As his two-term tenure as President of the United States comes to end, Obama emptied out his pockets again for a special interview on YouTube. As was widely reported in the Indian press, the monkey-god figurine is one he still carries everywhere. I remembered this from 2008; that had been the year that Hanuman had become a vivid presence in my own life, and indeed was the emissary through whom I befriended my muse of many years, Sita. But the tone of the recent coverage bothered me.

These are the talismans that Obama chose to display during that video interview: a gift of rosary beads from Pope Francis, with a pendant of Christ on the cross; a shiny poker chip that a burly biker gave him while he was on the campaign trail prior to his first election; an Ethiopian Coptic cross, origin mysterious; a Buddha statuette, a monk’s present; and, of course, the Hanuman, given to him by ‘a woman’.

Taken together, these amulets are a handful of syncretism. Gifts given to a leader as totems perhaps of blessing and protection but more importantly, of responsibility. He carries them on his person, the way auto-drivers paste Ganesha-Jesus-mosque stickers on their front windows or on their handlebar cabins.

One trinket on its own would only be a personal fetish, but a collection amounts to much more, symbolically and otherwise.

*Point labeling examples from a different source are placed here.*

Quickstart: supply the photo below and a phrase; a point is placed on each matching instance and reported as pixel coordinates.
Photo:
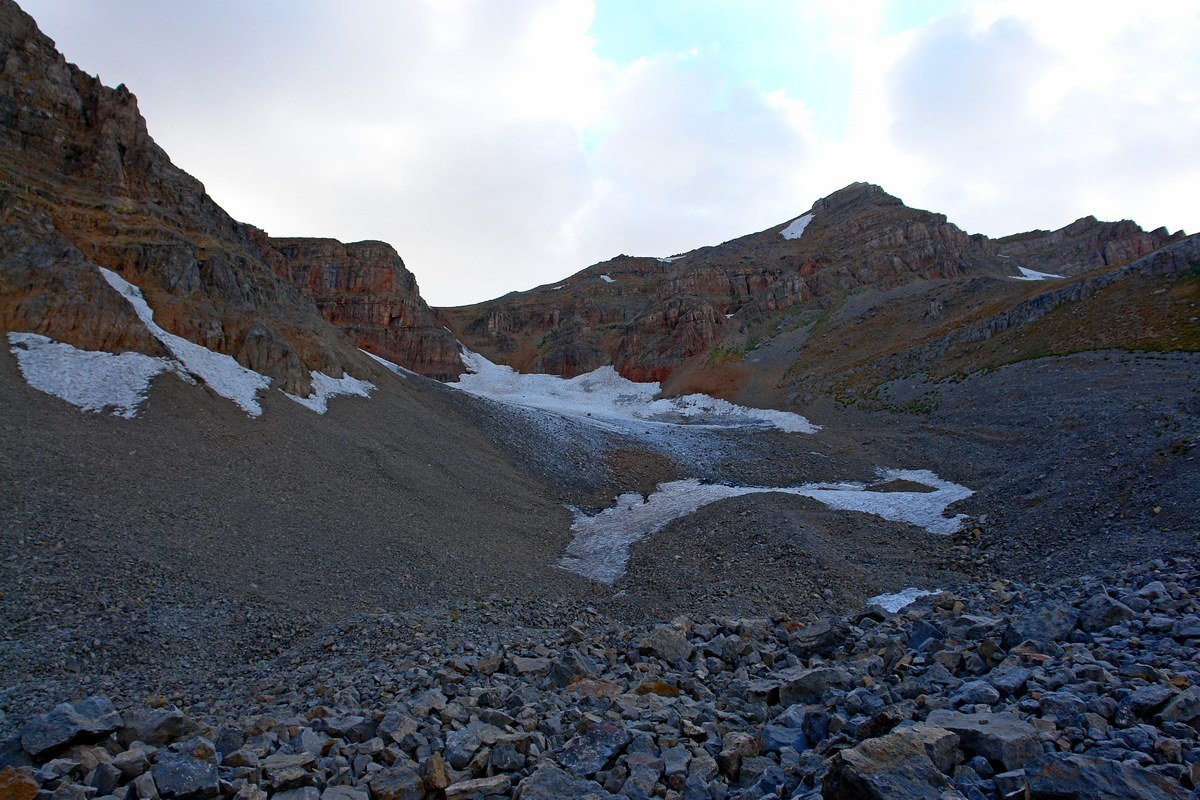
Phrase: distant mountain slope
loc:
(83, 185)
(700, 320)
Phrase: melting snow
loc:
(600, 545)
(892, 603)
(324, 386)
(606, 400)
(90, 379)
(796, 229)
(389, 365)
(1033, 275)
(220, 372)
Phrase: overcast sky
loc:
(502, 144)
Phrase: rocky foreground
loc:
(1081, 690)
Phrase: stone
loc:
(477, 787)
(184, 777)
(85, 720)
(1047, 623)
(550, 782)
(345, 793)
(397, 782)
(17, 785)
(1001, 738)
(1061, 776)
(155, 726)
(1102, 612)
(810, 685)
(589, 751)
(887, 768)
(666, 642)
(975, 692)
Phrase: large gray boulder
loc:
(70, 723)
(1001, 738)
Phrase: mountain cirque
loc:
(203, 603)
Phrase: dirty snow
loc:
(324, 388)
(403, 372)
(796, 229)
(894, 602)
(89, 379)
(599, 548)
(604, 398)
(1033, 275)
(220, 372)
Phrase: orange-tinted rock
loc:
(365, 289)
(82, 184)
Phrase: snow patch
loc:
(89, 379)
(1033, 275)
(220, 372)
(403, 372)
(599, 548)
(796, 228)
(324, 388)
(606, 400)
(894, 602)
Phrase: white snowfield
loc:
(796, 228)
(600, 545)
(403, 372)
(606, 400)
(95, 380)
(220, 372)
(1033, 275)
(91, 380)
(324, 388)
(894, 602)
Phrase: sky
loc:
(504, 145)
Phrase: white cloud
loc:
(495, 148)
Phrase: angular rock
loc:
(588, 752)
(183, 777)
(1102, 612)
(477, 787)
(1060, 776)
(67, 723)
(550, 782)
(666, 642)
(1001, 738)
(888, 768)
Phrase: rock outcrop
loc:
(648, 317)
(365, 289)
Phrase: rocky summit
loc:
(857, 506)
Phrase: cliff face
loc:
(1084, 245)
(648, 316)
(365, 289)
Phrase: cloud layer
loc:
(497, 149)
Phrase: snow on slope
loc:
(796, 229)
(1033, 275)
(220, 372)
(324, 388)
(606, 400)
(599, 548)
(89, 379)
(894, 602)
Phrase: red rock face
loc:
(365, 289)
(1084, 245)
(83, 185)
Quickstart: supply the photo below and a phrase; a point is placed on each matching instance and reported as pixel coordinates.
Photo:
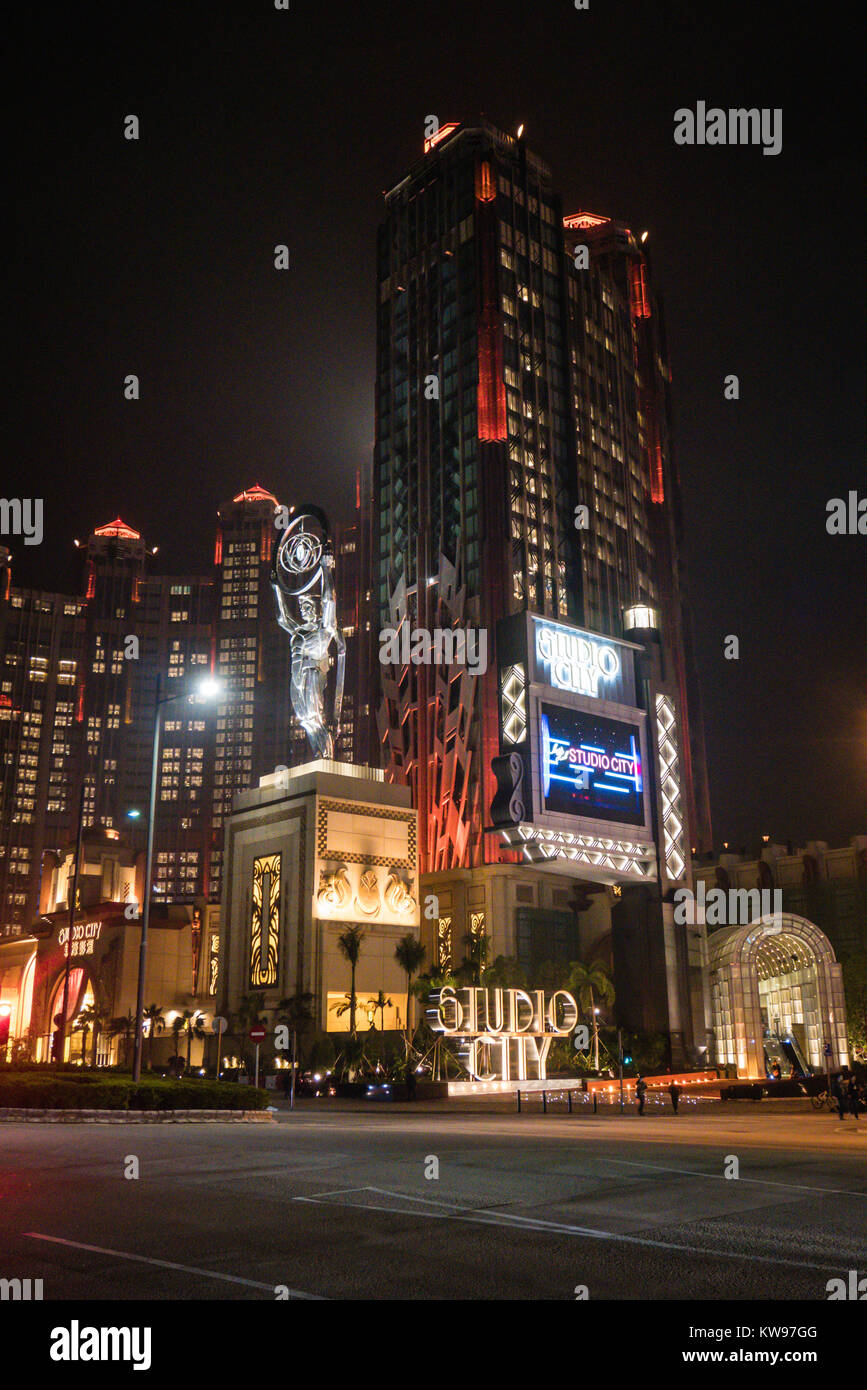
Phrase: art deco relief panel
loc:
(366, 863)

And in the current national climate, there’s something just a little saddening about the media focus on that Hanuman statuette. The Buddha too, lest we forget, is just as Indian in origin. Those rosary beads are a part of the worship of millions of citizens. And what, since we’re jousting, could be more secular than a poker chip, representative of the gamble each of us takes on life every single day?

Obama may or may not attach spiritual significance to the talismans he carries. But, what he certainly shares openly is that each of these objects was given to him by a specific person and reaching for them reminds him of his commitment. How successful he has been at this commitment in his time in power is a matter of argument. But the least there is to learn here is that one must believe one can do more than try. When we seek to touch the divine, let us not overlook that among its marvellous, and certainly, imitable qualities is the one known (not without basis) as ‘humanity’.